6. Whether you run this on the DB as a stored procedure or on your app server depends on the trade-off analysis that you, as an engineer, have to make. Both options have to be analyzed and justified with some type of analysis. Saying putting business logic in the logic-tier is a best practice does not mean that all stored procedures in the data-tier is a bad practice; saying otherwise is an engineering copout.
7. In situations where you simply cannot scale up your application server (i.e. no budget for new hardware or cloud instances) but with plenty of capacity on the DB back-end (this is more typical that many people care to admit), it pays to move business logic to stored procedures. This can lead to anemic domain models, but sometimes you can make a business case for bad engineering decisions
Business Logic Surprisingly,
the business logic is not always the same across the enterprise. In an ideal world you could put all the logic in stored procedures and share that logic between applications. But quite often the logic differs based on the applications and your stored procedures end up becoming overly complex monoliths that people are afraid to change, because they cannot determine the implications of changing. However, with a good object oriented language you can code a data access layer which has some standard interface/hooks that each application can override to their own needs
Security Stored procedures
can be good for security. You can cut all the access to the underlying tables and only allow access through the stored procedures. With some modern techniques like XML you can have stored procedures that do batch updates. Then all access is controlled through the stored procedures so as long as they are secure/correct the data can have more integrity. However, security at the DB level isn't granular enough to make context-aware decisions. Because of performance and management overhead, it's unusual to have per-user connections as well - so you still need some level of authorization in your app code. You can use role based logins, but you will need to create them for new roles, maintain which role you're running as, switch connections to do "system level" work like logging, etc. And, in the end, if your app is pwned - so is your connection to the DB, meaning you’ve gained nothing.
SQL Injection
The SQL injection argument doesn't really apply so much anymore since we have parameterized queries on the programming language side. Also, really even before parameterized queries, a little replace ("'", "''") worked most of the time as well (although there are still tricks to use to go past the end of the string to get what you want).
Large Datasets
On the plus side, stored procedures are more efficient for working with a big dataset and applying a multiple queries/criteria to shrink it down before returning it to the business layer. If you have to send a bunch of huge datasets to the client application and break down the data at the client it will be much more inefficient than just doing all the work at the server.

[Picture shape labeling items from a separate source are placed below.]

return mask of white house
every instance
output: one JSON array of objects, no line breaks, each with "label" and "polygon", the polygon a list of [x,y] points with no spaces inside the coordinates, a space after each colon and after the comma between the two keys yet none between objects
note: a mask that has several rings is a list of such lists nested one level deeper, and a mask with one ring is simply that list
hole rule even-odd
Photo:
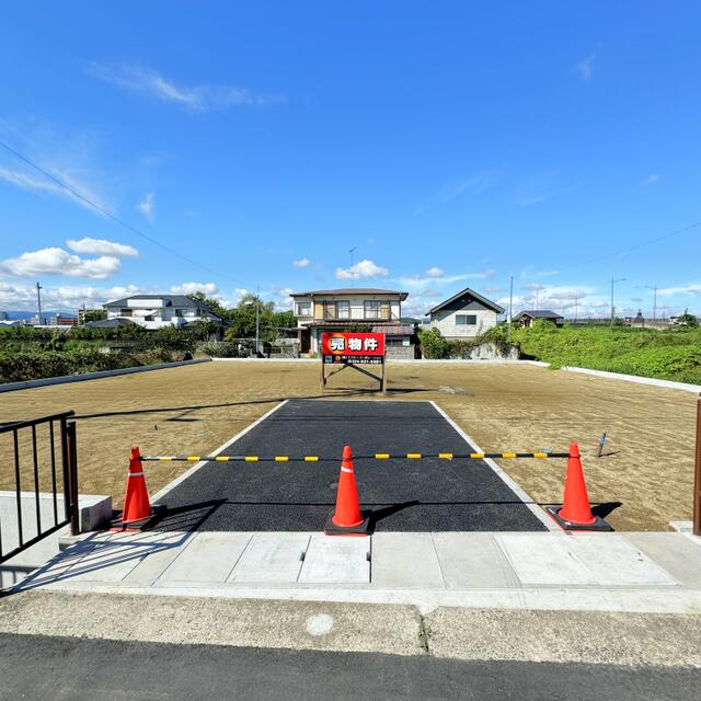
[{"label": "white house", "polygon": [[363,324],[383,333],[390,357],[414,357],[414,326],[402,323],[409,292],[391,289],[318,289],[292,292],[300,353],[319,353],[321,334]]},{"label": "white house", "polygon": [[186,326],[197,321],[222,321],[209,311],[207,304],[185,295],[133,295],[103,307],[107,310],[107,319],[91,322],[91,325],[110,326],[131,322],[153,330]]},{"label": "white house", "polygon": [[496,326],[504,309],[467,287],[427,312],[429,327],[450,340],[474,338]]}]

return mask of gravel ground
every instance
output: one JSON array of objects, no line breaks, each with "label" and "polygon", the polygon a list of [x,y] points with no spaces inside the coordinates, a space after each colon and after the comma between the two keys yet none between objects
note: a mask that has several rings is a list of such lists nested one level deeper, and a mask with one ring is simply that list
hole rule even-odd
[{"label": "gravel ground", "polygon": [[[485,450],[561,450],[578,441],[589,497],[616,529],[665,530],[691,517],[696,399],[688,392],[528,365],[391,364],[388,378],[391,399],[436,401]],[[0,421],[76,410],[81,492],[118,503],[133,444],[145,453],[205,455],[279,401],[319,397],[318,387],[315,363],[207,363],[10,392]],[[330,387],[337,398],[381,399],[349,370]],[[597,460],[604,430],[609,440]],[[38,441],[46,443],[41,433]],[[0,451],[11,455],[7,436]],[[563,461],[502,466],[537,502],[561,501]],[[22,469],[23,489],[32,489],[32,466]],[[182,470],[149,464],[149,489]],[[0,466],[0,489],[13,487],[12,471],[10,460]]]}]

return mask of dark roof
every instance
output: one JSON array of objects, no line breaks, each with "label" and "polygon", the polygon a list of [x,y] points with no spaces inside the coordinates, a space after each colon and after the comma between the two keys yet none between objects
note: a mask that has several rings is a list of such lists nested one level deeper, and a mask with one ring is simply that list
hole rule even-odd
[{"label": "dark roof", "polygon": [[395,289],[377,289],[374,287],[342,287],[340,289],[312,289],[308,292],[290,292],[290,297],[313,297],[315,295],[399,295],[404,301],[409,292],[401,292]]},{"label": "dark roof", "polygon": [[166,307],[192,307],[209,310],[207,304],[203,304],[196,299],[191,299],[187,295],[131,295],[131,297],[106,302],[103,307],[125,307],[129,299],[164,299],[168,301]]},{"label": "dark roof", "polygon": [[413,336],[412,324],[377,324],[372,326],[372,333],[383,333],[386,336]]},{"label": "dark roof", "polygon": [[521,317],[530,317],[531,319],[564,319],[562,314],[556,314],[549,309],[525,309],[514,317],[514,321],[518,321]]},{"label": "dark roof", "polygon": [[457,295],[453,295],[450,299],[446,299],[446,301],[440,302],[440,304],[438,304],[437,307],[429,309],[428,313],[433,314],[434,312],[441,310],[444,307],[447,307],[448,304],[450,304],[450,302],[453,302],[456,299],[459,299],[464,295],[470,295],[478,302],[481,302],[485,307],[493,309],[497,314],[501,314],[504,311],[504,308],[499,307],[496,302],[493,302],[491,299],[487,299],[486,297],[482,297],[482,295],[478,295],[478,292],[475,292],[473,289],[466,287],[463,290],[460,290]]},{"label": "dark roof", "polygon": [[113,302],[106,302],[105,304],[103,304],[103,307],[126,307],[129,299],[164,299],[166,300],[166,307],[204,309],[205,311],[218,318],[218,314],[215,314],[215,312],[212,312],[211,309],[207,307],[207,304],[204,304],[196,299],[191,299],[189,297],[187,297],[187,295],[131,295],[131,297],[125,297],[124,299],[117,299]]},{"label": "dark roof", "polygon": [[117,326],[131,326],[136,322],[125,317],[118,317],[117,319],[100,319],[97,321],[89,321],[85,326],[91,329],[116,329]]}]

Consultants, Vendors, and Lock-in What's best for a company is very often not best for a consulting firm or other software vendor. A smart company desires to have a permanent advantage over its competitors. By contrast a software vendor wants to be able to hawk the same solution to all the businesses in a particular industry, for the lowest cost. If they are successful in this, there will be no net competitive advantage for the client. Applications developed by consultants come and go, but the corporate database lives forever. One of the primary things an RDBMS does is to keep junk data from entering the database. This can involve stored procedures. If the logic is good logic and highly unlikely to change from year to year, why should it not be in the database, keeping it internally consistent, irrespective of whatever application is written to use the database? Years later
someone will have a question they want to ask of the database and it will be answerable if junk has been prevented from entering the DB. On the other hand, DB vendors want to promote lock-in, and could well encourage the use of things like triggers and stored procedures. While there may be good technical reasons for this, it could also be a case of the software vendor securing your long-term commitment to their product, and thereby enhancing their long-term bottom line.